AKP’s parliamentary leader Abdullah Güler called the bill “just a beginning” and pledged further reforms under the banner of “rule of law.” However, the DEM Party criticized the omission of key provisions. Notably, the clause was reportedly dropped due to concerns it could benefit members of the Gülen movement, not just Kurdish inmates. DEM Party had demanded a more inclusive release mechanism with no restriction based on crime type or sentence length.
Meanwhile, Kurdish journalists closely monitoring the process have faced censorship, with YouTube bans imposed on several accounts. From the PKK’s recent dissolution congress in Iraq, Kongra-Gel co-chair Remzi Kartal criticized the DEM Party for failing to respond forcefully to Erdoğan’s moves against the CHP and Ekrem İmamoğlu. DEM has since announced plans to visit İmamoğlu in Silivri Prison after Eid.

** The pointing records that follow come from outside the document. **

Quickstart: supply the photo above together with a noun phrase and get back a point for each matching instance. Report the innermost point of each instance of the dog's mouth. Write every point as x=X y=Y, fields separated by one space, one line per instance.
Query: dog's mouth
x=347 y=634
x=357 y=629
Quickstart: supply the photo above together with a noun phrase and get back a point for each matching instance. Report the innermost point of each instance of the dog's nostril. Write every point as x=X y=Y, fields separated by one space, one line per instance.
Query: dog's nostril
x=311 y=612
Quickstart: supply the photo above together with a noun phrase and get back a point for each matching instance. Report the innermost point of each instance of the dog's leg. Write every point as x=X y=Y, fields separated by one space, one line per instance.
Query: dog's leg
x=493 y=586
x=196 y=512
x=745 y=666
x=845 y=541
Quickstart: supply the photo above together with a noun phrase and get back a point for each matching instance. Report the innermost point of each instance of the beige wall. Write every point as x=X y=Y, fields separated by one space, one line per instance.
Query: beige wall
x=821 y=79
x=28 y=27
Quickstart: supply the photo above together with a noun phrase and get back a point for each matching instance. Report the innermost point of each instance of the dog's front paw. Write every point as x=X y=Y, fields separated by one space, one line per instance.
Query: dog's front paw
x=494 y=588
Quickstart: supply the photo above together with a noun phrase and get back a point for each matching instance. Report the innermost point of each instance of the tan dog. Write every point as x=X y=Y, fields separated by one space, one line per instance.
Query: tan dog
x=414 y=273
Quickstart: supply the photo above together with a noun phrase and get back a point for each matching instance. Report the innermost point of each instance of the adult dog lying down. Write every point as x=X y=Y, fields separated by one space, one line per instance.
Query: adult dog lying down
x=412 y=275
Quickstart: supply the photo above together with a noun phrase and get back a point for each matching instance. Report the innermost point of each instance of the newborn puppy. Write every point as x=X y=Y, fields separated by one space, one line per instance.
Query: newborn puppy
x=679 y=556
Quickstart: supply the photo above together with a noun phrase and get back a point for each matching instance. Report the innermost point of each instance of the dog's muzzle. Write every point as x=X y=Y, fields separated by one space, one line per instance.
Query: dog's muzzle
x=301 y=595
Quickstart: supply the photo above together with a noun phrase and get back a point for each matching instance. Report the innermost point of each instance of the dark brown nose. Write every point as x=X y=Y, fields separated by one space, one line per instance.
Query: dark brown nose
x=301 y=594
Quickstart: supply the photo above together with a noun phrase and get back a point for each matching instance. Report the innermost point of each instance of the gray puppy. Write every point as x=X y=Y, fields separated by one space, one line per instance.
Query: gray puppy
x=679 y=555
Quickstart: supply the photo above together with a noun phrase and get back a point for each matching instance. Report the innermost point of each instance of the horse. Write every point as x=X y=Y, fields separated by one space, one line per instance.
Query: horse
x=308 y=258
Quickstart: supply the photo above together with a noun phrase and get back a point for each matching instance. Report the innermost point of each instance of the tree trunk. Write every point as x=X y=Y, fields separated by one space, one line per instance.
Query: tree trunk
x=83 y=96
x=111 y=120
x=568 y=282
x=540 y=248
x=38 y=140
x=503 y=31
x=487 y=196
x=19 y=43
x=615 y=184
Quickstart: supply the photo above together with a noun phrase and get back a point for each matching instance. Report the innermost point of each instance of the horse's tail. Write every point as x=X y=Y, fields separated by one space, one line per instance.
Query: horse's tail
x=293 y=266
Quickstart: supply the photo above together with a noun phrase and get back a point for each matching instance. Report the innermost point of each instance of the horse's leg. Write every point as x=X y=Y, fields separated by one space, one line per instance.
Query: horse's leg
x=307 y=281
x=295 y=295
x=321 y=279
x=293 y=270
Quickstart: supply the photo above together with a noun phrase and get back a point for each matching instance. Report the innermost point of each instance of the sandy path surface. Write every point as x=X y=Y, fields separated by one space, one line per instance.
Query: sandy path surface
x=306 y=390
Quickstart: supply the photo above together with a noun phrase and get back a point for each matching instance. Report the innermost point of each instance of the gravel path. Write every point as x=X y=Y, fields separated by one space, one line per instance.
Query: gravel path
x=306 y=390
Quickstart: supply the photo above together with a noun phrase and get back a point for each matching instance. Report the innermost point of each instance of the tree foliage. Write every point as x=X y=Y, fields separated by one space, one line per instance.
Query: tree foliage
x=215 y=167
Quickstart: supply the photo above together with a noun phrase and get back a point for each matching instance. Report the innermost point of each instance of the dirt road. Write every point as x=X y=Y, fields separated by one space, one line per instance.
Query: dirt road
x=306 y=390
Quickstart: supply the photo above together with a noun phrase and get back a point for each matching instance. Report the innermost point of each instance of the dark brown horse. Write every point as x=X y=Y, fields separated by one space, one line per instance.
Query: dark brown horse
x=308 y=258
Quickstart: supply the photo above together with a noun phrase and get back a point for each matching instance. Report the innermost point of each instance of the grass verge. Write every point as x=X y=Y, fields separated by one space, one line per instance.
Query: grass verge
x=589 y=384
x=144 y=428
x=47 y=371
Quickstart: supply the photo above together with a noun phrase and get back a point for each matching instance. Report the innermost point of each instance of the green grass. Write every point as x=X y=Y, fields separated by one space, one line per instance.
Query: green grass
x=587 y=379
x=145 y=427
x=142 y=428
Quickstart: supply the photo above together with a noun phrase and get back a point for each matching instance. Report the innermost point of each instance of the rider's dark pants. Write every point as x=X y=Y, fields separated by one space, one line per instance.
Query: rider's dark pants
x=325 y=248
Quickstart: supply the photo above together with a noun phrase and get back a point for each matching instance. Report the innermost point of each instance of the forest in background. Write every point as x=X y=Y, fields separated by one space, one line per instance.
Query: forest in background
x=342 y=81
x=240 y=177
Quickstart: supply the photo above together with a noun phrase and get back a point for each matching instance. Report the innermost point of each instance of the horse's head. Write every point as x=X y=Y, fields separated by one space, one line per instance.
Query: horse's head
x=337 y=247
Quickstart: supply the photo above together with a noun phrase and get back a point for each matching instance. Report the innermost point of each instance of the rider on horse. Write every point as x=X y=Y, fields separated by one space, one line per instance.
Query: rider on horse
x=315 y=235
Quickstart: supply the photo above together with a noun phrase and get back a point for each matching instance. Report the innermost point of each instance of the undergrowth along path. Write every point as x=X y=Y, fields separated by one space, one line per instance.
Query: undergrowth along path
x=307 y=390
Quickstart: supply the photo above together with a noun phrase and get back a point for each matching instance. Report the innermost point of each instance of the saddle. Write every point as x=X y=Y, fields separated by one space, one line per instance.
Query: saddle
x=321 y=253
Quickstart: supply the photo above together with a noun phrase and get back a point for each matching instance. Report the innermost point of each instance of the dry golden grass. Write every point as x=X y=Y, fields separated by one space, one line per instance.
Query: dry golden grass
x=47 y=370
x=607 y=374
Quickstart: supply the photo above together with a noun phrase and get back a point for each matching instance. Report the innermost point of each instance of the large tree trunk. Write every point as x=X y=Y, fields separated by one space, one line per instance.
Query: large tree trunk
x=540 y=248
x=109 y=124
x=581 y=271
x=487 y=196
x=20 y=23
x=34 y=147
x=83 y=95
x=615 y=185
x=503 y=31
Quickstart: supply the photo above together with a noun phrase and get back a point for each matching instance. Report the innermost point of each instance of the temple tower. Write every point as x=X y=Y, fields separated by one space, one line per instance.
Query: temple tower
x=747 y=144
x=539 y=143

Erdoğan’s urge to control every aspect of society is extending even into religious texts. A new law approved in the Parliament’s Budget Committee would authorize the Directorate of Religious Affairs to inspect—and ban—Qur’anic translations it deems problematic. Existing publications could be recalled and destroyed, and digital versions censored.
In a separate operation related to the so-called “FETÖ” organization, 61 active-duty military officers — including lieutenant colonels, majors, and captains — were arrested in a large-scale purge. The Istanbul-based operation, carried out on May 23 across 36 provinces, targeted 63 individuals in total. Among those detained were 4 colonels, 8 lieutenant colonels, 12 majors, 15 captains, and 24 non-commissioned officers or specialist sergeants.
On the economic front, tensions within the AKP are rising. The pro-government newspaper Yeni Şafak openly criticized Finance Minister Mehmet Şimşek on its front page. Rumors are circulating that a major cabinet reshuffle is planned for June 3, with speculation that Şimşek may either lose his post or have his powers curtailed.